Data in Table 3 showed mineral content of the soil sample. The concentration of the calcium was found to be the highest followed by sodium and magnesium. The high calcium content of the soil sample (160 ppm) was probably due to the presence of calcite and seems to be important in providing suitable habitat for good growth and reproduction of truffle. Earlier report showed that the calcium content of natural truffles habitat ranges from 21.3 to 292.5 ppm (Singer 1961). Calcium ion plays very important role in maintaining the pH value of soil. Nitrogen and phosphorus contents of the soil were found to be very low (7.5 and 0.25 ppm, respectively) (Table 4).

Table 3 Physical properties of the soil from the habitats of the truffle
Full size table
Table 4 Mineral elemental analysis of soil
Full size table

Conclusion

This study showed representatives of both genera, Terfezia and Tirmania, collected in the area of Hamada Al-Hamra were successfully identified, representing already known species and genotypes.
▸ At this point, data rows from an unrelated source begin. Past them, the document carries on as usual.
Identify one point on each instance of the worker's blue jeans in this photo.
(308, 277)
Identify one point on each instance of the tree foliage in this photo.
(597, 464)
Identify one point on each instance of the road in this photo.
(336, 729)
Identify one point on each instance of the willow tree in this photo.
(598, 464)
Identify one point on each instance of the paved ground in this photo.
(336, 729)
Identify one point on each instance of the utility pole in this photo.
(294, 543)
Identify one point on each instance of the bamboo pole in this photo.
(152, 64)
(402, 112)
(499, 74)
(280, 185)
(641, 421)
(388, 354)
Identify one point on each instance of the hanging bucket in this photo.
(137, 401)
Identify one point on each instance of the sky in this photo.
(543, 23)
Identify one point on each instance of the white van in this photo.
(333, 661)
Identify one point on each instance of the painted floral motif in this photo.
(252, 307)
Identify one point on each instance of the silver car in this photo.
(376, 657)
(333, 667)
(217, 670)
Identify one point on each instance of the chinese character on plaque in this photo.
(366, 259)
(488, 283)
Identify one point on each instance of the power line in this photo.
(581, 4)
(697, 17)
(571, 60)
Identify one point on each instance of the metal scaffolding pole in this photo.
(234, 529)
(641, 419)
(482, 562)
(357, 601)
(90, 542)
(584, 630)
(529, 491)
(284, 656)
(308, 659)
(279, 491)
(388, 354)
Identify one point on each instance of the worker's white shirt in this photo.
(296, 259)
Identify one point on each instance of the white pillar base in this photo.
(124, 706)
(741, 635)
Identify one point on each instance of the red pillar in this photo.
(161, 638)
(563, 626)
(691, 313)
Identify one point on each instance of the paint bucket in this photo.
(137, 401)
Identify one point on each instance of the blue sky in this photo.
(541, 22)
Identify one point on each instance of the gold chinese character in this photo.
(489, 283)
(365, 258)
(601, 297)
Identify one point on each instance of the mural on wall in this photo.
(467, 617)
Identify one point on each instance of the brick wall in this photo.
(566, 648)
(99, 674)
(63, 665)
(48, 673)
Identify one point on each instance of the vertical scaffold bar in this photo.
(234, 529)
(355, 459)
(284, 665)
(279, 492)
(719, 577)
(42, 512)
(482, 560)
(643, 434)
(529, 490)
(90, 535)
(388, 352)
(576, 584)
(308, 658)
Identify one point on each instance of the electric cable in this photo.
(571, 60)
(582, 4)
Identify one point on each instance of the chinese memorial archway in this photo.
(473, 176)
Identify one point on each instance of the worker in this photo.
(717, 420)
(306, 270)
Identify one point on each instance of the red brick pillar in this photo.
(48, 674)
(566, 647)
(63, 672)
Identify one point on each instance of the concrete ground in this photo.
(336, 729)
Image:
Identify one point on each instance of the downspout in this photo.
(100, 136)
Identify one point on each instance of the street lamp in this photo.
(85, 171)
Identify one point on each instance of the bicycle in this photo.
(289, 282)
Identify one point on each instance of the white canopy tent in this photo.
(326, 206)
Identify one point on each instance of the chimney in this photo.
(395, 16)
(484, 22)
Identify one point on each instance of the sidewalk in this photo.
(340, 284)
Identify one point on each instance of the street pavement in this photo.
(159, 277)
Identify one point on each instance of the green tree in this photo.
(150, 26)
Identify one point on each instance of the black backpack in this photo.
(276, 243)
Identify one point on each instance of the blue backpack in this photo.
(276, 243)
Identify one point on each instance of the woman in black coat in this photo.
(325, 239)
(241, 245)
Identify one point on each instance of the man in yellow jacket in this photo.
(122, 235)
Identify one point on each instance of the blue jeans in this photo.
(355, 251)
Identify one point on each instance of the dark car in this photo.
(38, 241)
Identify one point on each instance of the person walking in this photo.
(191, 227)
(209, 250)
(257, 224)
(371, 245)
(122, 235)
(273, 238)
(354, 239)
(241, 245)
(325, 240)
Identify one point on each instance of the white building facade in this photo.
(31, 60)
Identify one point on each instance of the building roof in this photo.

Their natural distribution, the presence of potential mycorrhizal hosts from the genus Helianthemum and brief soil analyses indicated suitable conditions for mycelium growth and fruiting of hypogeous fungi. Their high nutritional value should encourage even more intensive exploration and exploitation of natural resources both, in upper and lower areas of Hamada Al-Hamra. Suitable natural conditions in the region and at the same time unfavorable conditions for majority of other ectomycorrhizal fungi should encourage an initiation of plantations with species-targeted plant hosts for an easy cultivation of those precious and nutritious hypogeous fungi.